Label : Death Row (Dec, 1992)
Beats : Dr Dre
1. The Cronic (Intro) [5/5]
2. Fuck Wit Dre Day (And Everybody's Celebratin') [5/5]
3. Let Me Ride [5/5]
4. The Day The Niggaz Took Over [5/5]
5. Nothin' But A 'G' Thang [5/5]
6. Deeez Nuuuts [5/5]
7. Lil' Ghetto Boy [5/5]
8. A Nigga Witta Gun [4/5]
9. Rat-Tat-Tat-Tat [5/5]
10. The $20 Sack Pyramid (Skit)
11. Lyrical Gangbang [5/5]
12. High Powered [5/5]
13. The Doctor's Office (skit)
14. Stranded Of Death Row [5/5]
15. The Roach (The Chronic Outro) [4/5]
16. Bitches Ain't Shit [5/5]
Overall : 5/5
I still remember the first time I heard this album in the record store. The second the intro beat dropped I knew this album was going to be special. I had never heard anything that raw but damn smooth at the same time. From the beginning you know you're in for something completely different and that's exactly what you get ; this is the album that changed hiphop music.
Lyrically this album really doesn't offer anything new, it's basically the same things Dre was doing with NWA but with a whole new crew on board. Not only did it introduce the world to a huge hiphop superstar in Snoop Dogg but it also gave somewhat successful careers to people like Daz, Kurupt and RBX. But while the lyrics weren't that different the flow and delivery sure was. This (along with Doggystyle) remains Snoops best work and his lazy singsong drawl makes the first half of the album extremely interesting. His presence isn't as felt on the second part of the CD where especially RBX, Kurupt and Lady of Rage take charge. While this is (in name at least) a solo album the dope result is really a group effort. Who can ever forget Snoop and Dre's old school vibe on the stunning "Nuthin But A G Thang", Dat Nigga Daz show stealing verse on "Deeez Nuuutz" or Kurupts menacing appearance on "Stranded on Death Row" and I haven't even mentioned the Bushwich Bill cameo.
Dated subject matters aside the rhymes are dope but this album all comes down to the man known as Andre Young.

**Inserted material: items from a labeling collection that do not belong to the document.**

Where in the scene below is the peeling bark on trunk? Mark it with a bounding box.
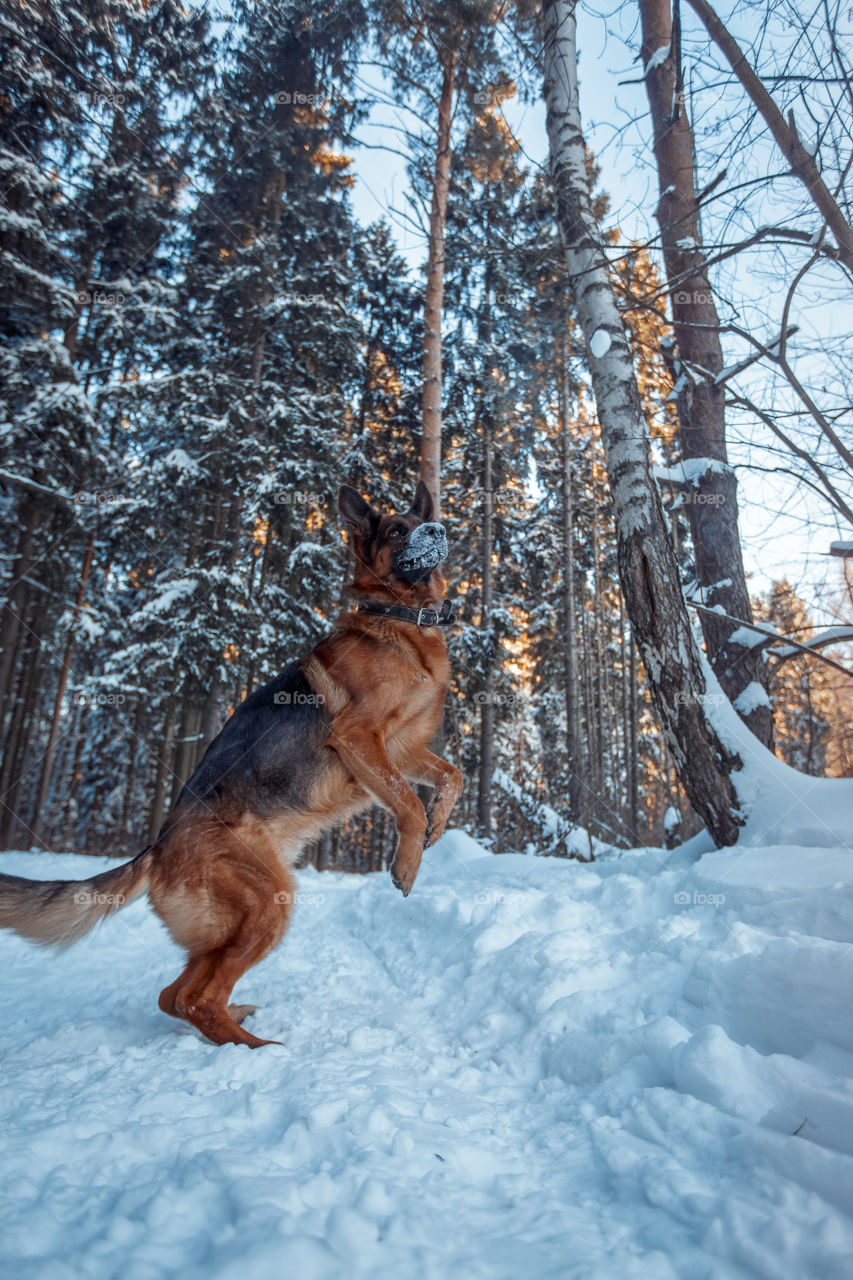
[420,50,456,520]
[560,335,580,822]
[543,0,740,845]
[639,0,772,746]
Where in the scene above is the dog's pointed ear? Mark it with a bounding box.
[411,480,435,525]
[338,484,379,538]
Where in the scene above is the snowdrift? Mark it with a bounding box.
[0,824,853,1280]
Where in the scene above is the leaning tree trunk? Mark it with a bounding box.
[420,50,456,520]
[560,333,580,822]
[543,0,740,845]
[639,0,774,746]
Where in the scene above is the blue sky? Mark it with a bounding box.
[343,5,853,621]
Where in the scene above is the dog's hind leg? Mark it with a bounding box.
[169,865,295,1048]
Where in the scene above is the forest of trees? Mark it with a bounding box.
[0,0,853,869]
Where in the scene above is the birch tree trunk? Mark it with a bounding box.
[560,334,580,822]
[639,0,772,746]
[420,50,456,520]
[543,0,740,845]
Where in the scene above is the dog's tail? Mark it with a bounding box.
[0,846,154,947]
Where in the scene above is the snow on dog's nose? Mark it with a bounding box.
[397,522,447,573]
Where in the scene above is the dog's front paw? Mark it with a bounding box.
[391,858,420,897]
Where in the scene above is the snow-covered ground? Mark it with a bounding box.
[0,832,853,1280]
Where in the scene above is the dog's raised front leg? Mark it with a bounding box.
[328,722,427,897]
[403,748,464,849]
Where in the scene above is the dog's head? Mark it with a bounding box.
[338,480,447,600]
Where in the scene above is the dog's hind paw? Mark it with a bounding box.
[391,863,418,897]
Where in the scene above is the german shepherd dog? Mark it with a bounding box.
[0,483,462,1048]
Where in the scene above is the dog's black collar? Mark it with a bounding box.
[356,600,456,627]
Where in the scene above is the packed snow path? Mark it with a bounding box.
[0,833,853,1280]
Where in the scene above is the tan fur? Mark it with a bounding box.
[0,483,462,1047]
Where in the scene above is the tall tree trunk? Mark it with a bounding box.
[560,334,580,822]
[476,419,494,837]
[32,530,95,845]
[543,0,740,845]
[688,0,853,273]
[420,50,456,520]
[0,494,40,713]
[639,0,772,746]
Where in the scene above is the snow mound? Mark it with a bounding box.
[0,832,853,1280]
[702,655,853,852]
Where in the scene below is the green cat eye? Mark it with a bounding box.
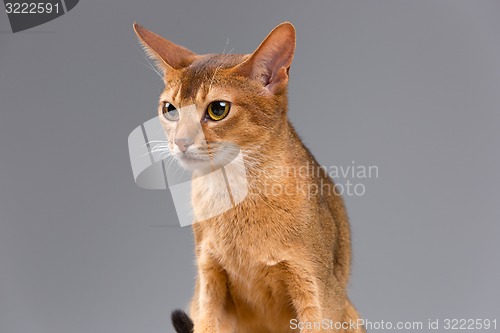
[162,102,179,121]
[207,101,231,121]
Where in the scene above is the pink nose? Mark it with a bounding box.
[174,138,194,153]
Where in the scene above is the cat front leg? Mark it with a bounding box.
[193,252,234,333]
[281,261,327,333]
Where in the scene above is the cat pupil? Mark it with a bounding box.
[212,102,226,117]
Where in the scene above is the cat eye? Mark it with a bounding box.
[162,102,179,121]
[207,101,231,121]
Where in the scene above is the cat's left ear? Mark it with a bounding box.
[235,22,295,94]
[134,23,196,74]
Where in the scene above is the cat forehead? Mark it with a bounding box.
[165,54,249,100]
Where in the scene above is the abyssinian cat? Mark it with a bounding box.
[134,22,364,333]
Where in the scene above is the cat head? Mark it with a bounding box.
[134,22,295,169]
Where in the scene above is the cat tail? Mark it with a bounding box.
[170,310,194,333]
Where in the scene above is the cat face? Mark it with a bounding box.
[134,23,295,169]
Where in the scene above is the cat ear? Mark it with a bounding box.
[134,23,196,74]
[236,22,295,94]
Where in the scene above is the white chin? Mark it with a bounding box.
[175,154,214,170]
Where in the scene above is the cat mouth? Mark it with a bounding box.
[175,147,239,169]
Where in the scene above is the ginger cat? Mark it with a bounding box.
[134,22,364,333]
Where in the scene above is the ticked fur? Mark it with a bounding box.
[134,23,364,333]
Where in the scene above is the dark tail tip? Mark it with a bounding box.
[170,310,194,333]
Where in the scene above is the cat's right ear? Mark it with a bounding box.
[134,22,196,75]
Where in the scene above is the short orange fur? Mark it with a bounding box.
[134,23,363,333]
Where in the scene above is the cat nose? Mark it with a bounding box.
[174,138,194,153]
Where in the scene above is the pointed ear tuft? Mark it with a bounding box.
[134,22,196,73]
[235,22,295,94]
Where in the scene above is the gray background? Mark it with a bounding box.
[0,0,500,333]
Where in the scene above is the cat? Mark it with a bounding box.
[134,22,364,333]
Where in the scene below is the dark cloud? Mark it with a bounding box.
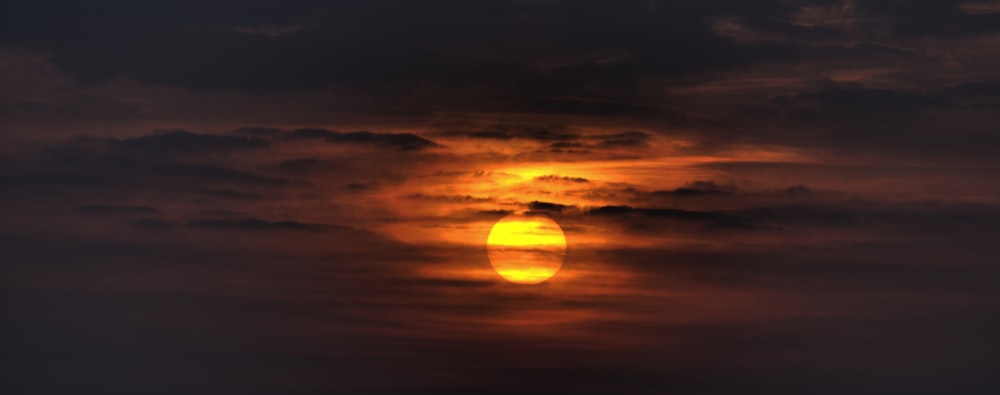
[651,181,736,198]
[527,200,570,214]
[111,130,270,156]
[118,161,287,186]
[535,174,590,184]
[438,125,580,142]
[187,218,346,232]
[128,218,177,230]
[77,204,157,214]
[198,189,267,200]
[232,128,438,150]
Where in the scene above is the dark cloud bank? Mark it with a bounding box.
[0,0,1000,394]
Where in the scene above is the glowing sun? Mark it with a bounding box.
[486,214,566,284]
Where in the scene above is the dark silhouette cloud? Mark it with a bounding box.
[0,0,1000,395]
[187,218,346,232]
[233,128,438,150]
[77,204,157,214]
[111,130,270,155]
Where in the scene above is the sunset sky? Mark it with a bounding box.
[0,0,1000,395]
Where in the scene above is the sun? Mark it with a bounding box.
[486,214,566,284]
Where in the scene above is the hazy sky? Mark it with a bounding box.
[0,0,1000,395]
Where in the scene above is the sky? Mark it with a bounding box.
[0,0,1000,395]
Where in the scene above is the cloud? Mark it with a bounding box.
[187,218,348,232]
[438,124,580,142]
[650,180,736,198]
[77,204,157,214]
[535,174,590,184]
[111,130,271,156]
[232,128,439,150]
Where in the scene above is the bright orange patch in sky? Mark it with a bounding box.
[486,214,566,284]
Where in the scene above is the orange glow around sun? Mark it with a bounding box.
[486,214,566,284]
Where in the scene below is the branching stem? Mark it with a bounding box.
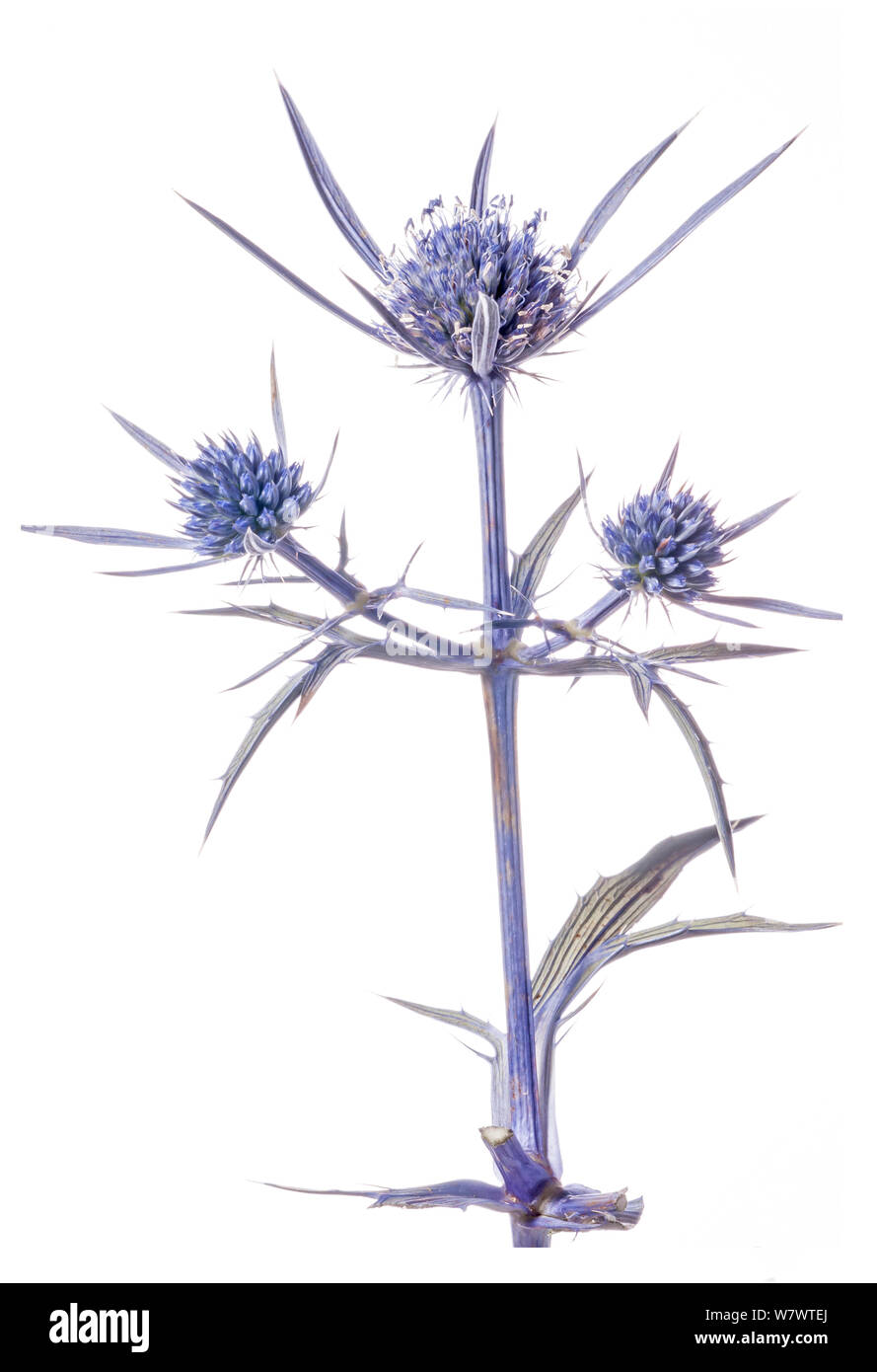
[472,388,549,1248]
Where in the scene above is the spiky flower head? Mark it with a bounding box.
[174,433,314,557]
[586,443,840,629]
[378,196,578,377]
[187,87,793,399]
[602,486,726,602]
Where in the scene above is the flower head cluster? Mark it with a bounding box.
[176,433,314,557]
[378,196,578,374]
[602,486,726,601]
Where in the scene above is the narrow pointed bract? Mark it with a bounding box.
[570,119,691,267]
[574,134,797,328]
[469,119,496,217]
[279,85,384,275]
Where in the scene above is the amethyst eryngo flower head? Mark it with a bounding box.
[25,354,337,576]
[174,433,314,557]
[378,196,578,379]
[181,87,795,397]
[589,442,841,629]
[602,486,725,601]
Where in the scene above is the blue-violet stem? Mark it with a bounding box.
[472,387,546,1248]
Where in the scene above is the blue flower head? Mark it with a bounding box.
[589,443,840,629]
[603,486,726,602]
[181,87,793,398]
[378,196,578,376]
[25,354,329,576]
[174,433,314,557]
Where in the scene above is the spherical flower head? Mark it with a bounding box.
[378,196,578,376]
[602,487,728,602]
[176,433,314,557]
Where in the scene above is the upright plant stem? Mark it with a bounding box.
[472,390,544,1157]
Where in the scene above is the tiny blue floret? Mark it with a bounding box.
[603,487,726,601]
[174,433,314,557]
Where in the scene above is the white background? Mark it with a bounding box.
[1,0,873,1283]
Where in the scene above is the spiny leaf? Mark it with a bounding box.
[273,85,385,277]
[271,348,289,467]
[642,640,797,665]
[719,495,795,543]
[700,591,844,619]
[652,680,736,877]
[570,134,797,328]
[533,815,758,1007]
[606,912,838,959]
[22,524,191,549]
[384,996,506,1052]
[204,645,356,842]
[180,194,383,347]
[469,119,496,215]
[511,487,581,613]
[570,119,691,267]
[109,411,189,476]
[264,1178,525,1214]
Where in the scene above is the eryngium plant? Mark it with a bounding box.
[29,88,840,1248]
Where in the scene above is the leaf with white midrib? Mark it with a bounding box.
[533,816,758,1006]
[511,486,581,613]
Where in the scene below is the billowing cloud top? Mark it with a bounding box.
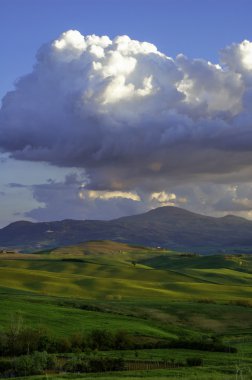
[0,30,252,193]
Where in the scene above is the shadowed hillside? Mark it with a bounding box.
[0,206,252,252]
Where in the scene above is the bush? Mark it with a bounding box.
[13,352,54,376]
[88,329,114,350]
[186,357,203,367]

He had already produced some classic albums (if you haven't already heard No One Can Do It Better" stop reading, log onto amazon.com and get your copy ASAP!) but few had expected this. Dre cooks up a Parliament/Funcadelic frenzy mixed with soulful backing vocals and perfectly orchestrated live music. The album is perfectly balanced between radio friendly songs and hardcore street music and one highlight seems to be replaced by next. I have to mention the beat on "Lil Ghetto Boy" because it's easily the best Dre ever did (that flute is
Sure, the album isn't flawless. The skits are still horrible and a few songs haven't aged as nicely as the rest ("The Roach" and "A Nigga Witta Gun") but overall this is a perfect set. It started a genre but set the bar so high it almost ended it as well (there are only 3 or 4 G-Funk albums that come remotely close to this and Dre produced one of them...). I remember reading an interview with ?uestlove who said that The Roots always got by on their ability to rock shows but when they heard "Nuthin But A G Thang" his initial response was "It's all over, we gotta make singles now...!" and I think it sums the impact of this album up pretty good.
It's not just a hiphop classic, it's a piece of music history. Not only did it put gangster rap on the charts but it brought hiphop in general to a whole new audience. Whether that's good or bad is a whole new discussion.
It's more than a classic, it's essential!